A lágrima que escorre no canto do seu olho deveria me fazer recuar, me engasgar e retirar todas as minhas palavras, mas me dá ódio. Me dá vontade de entrar nessa tela e esmagar os sete ossos do seu pescoço.

Não desisti de você — sua voz acompanha aquela lágrima, em meu rosto. Eu apostei em sua força.

— Assim como apostou quando me jogou em uma prisão fria e vazia há dois anos? — Agora sou uma metralhadora, presa a muito tempo, finalmente conseguindo enviar as balas que preciso.

— Rayna...

— Se me dá licença — interrompo-o, fungando e passando a mão no nariz —, vou passar a vez para um adolescente que realmente queira falar com a família.

— Rayna, espere...

Mas eu não espero. Apenas me levanto e sigo caminho a fora da barraca, levando a folha com as coordenadas do local comigo e sorrindo sem mostrar os dentes para Clarke, que volta para a barraca.

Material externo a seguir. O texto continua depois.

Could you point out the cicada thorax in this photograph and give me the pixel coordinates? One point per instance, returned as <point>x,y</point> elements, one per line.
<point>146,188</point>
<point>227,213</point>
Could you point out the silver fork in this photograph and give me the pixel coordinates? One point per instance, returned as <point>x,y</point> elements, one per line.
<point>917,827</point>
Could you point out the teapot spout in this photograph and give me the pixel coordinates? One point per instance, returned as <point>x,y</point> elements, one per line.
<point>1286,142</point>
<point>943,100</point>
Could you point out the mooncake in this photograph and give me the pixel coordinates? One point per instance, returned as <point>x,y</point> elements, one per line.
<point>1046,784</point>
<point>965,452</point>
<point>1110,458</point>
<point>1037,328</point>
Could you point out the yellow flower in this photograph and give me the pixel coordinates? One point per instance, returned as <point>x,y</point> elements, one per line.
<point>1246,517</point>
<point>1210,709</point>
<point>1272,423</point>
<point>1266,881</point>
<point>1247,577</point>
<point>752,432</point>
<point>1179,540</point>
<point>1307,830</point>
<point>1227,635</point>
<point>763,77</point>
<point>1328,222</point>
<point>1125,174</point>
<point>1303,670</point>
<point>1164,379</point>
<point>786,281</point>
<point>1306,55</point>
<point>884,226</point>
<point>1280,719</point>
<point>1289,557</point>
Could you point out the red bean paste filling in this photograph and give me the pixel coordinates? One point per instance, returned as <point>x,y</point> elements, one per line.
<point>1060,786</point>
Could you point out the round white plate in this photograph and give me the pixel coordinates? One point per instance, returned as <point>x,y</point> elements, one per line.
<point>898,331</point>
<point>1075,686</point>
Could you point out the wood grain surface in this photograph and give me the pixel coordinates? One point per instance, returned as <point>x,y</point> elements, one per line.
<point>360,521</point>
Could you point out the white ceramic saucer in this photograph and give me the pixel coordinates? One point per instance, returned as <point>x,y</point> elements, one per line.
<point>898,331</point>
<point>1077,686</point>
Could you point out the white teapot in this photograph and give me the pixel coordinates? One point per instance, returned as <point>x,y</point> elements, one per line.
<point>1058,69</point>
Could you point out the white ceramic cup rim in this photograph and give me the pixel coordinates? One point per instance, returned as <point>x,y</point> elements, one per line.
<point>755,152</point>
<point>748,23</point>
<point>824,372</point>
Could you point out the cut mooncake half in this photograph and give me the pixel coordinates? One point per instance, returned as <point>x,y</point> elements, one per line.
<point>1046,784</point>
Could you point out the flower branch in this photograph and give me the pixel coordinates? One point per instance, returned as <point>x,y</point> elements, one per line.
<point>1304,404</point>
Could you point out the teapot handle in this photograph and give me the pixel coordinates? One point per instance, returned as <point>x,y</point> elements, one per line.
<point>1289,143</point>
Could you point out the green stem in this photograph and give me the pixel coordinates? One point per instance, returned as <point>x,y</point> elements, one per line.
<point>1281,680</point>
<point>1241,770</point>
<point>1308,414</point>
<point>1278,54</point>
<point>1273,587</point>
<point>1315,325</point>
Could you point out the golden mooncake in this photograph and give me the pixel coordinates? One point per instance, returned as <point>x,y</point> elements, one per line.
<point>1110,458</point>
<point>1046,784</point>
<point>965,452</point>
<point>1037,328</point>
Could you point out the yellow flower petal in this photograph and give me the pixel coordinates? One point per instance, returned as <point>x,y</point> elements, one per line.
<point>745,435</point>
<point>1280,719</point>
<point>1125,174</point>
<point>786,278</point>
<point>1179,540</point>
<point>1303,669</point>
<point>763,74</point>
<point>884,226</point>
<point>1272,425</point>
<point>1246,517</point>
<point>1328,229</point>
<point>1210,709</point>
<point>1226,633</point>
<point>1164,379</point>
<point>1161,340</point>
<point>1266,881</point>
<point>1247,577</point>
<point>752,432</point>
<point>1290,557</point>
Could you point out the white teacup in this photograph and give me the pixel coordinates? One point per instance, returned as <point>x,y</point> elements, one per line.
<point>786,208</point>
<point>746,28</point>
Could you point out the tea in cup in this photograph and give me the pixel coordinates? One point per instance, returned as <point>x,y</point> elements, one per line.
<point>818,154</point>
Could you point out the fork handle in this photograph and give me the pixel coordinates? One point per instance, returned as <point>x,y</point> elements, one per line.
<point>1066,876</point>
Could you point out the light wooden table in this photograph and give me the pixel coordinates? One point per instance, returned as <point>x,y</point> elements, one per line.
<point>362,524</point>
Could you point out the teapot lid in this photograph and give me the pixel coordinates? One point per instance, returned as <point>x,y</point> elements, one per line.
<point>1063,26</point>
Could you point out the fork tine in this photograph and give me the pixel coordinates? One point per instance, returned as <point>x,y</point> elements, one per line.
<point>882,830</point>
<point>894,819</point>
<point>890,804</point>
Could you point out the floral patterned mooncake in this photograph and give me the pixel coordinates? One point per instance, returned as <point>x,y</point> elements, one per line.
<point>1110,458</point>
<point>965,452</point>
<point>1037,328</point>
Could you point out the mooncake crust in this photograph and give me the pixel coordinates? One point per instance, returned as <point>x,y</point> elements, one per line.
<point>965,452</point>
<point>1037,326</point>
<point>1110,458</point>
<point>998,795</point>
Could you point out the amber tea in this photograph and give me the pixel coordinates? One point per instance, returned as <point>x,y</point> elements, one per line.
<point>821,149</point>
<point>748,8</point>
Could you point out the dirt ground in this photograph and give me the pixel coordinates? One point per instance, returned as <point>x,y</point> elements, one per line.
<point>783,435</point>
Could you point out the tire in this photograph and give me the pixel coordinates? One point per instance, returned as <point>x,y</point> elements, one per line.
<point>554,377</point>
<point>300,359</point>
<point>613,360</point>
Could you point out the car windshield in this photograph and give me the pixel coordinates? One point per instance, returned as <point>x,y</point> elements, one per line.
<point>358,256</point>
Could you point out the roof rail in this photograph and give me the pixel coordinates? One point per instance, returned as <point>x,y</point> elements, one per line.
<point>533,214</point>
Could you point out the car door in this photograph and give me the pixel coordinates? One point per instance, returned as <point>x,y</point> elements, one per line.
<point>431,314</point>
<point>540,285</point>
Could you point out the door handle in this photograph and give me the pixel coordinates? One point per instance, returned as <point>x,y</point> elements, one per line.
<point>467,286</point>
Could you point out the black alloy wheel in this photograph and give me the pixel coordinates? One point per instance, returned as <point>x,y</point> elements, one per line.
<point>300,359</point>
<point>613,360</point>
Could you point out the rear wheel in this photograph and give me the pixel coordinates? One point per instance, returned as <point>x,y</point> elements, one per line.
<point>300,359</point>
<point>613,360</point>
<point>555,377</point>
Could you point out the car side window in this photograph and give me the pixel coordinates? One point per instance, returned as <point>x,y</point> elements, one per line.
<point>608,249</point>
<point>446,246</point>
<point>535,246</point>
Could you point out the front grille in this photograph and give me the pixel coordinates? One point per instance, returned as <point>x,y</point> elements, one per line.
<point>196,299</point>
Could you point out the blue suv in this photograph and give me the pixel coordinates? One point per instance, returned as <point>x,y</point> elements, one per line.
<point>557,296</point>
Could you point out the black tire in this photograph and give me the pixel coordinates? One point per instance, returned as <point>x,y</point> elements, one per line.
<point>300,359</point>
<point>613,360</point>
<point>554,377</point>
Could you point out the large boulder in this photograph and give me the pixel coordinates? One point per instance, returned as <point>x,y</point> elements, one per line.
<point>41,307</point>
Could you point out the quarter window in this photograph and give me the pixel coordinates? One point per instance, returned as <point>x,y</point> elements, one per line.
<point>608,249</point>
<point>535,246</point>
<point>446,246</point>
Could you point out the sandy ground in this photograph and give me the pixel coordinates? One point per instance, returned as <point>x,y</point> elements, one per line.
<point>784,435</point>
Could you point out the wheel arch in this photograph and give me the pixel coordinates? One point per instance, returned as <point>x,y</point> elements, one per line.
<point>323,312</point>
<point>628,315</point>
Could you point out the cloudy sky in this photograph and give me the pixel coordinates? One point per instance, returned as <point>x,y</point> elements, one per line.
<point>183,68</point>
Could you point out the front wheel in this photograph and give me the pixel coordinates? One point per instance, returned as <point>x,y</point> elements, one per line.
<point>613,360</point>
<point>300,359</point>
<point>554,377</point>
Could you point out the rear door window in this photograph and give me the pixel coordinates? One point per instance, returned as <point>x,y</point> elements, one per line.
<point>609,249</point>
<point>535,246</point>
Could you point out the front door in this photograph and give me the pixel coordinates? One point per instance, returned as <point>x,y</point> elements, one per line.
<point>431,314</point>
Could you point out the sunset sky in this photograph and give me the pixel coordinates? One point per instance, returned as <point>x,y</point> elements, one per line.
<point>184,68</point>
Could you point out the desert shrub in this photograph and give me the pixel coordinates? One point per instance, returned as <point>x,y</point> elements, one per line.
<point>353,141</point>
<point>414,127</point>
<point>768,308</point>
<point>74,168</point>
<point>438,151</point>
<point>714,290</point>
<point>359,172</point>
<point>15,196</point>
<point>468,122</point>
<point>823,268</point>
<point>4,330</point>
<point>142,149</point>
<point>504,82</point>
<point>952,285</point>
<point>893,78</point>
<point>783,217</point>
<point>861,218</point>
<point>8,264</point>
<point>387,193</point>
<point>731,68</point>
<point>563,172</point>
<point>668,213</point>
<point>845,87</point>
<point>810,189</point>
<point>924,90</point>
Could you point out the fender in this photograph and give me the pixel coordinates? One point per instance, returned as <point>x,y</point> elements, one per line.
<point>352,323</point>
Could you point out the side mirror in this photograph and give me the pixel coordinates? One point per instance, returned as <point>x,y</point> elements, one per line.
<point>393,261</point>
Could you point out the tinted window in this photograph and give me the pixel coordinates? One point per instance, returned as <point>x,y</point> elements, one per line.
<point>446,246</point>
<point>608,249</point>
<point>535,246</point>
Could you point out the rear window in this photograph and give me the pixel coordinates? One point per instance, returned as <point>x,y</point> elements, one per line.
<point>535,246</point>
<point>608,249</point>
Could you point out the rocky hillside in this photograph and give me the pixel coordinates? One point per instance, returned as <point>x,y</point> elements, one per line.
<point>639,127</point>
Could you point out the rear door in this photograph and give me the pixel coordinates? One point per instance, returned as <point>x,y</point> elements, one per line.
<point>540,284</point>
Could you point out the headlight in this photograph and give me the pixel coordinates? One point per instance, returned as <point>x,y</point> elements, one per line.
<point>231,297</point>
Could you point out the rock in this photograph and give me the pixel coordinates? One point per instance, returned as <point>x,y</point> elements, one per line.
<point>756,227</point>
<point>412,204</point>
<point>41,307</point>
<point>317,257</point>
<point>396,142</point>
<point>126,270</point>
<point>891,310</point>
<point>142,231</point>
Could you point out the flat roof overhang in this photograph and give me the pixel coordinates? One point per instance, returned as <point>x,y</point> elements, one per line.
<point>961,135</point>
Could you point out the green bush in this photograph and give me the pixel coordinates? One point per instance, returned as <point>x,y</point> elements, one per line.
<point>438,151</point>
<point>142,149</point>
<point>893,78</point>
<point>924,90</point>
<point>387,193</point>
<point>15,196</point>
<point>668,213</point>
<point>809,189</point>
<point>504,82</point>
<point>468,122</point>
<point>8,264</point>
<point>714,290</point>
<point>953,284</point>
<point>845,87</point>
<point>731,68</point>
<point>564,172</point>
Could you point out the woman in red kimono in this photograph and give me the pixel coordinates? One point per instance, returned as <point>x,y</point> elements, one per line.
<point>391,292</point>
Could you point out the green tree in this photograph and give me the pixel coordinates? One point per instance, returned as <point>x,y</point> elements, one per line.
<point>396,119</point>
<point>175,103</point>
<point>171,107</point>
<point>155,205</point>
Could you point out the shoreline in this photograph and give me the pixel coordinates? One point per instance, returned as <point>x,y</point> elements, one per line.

Procuro pelo campus a figura emburrada e suja do Blake, mas não encontro-o em lugar nenhum. Até passar em frente a nave e ouvi-lo discutindo com Octavia.

— Bellamy — chamo-o, passando pelas cortinas.

Eu estava certa, ele estava mesmo discutindo com sua irmã.

— Diga a Clarke que a minha resposta continua a mesma; não!

— O que quer que esteja passando entre vocês — impeço-o de passar pela cortina —, eu não vim por isso.

Ganho sua atenção, fazendo com que seu corpo vire para mim e ele estreite seus olhos.

— Então, por quê está aqui, anarquia?

Seguro minha demonstração de ignorância.

— A Arca achou antigos registros de um depósito de suprimentos — digo-lhe, com o tom de voz mais baixo —, não muito longe daqui.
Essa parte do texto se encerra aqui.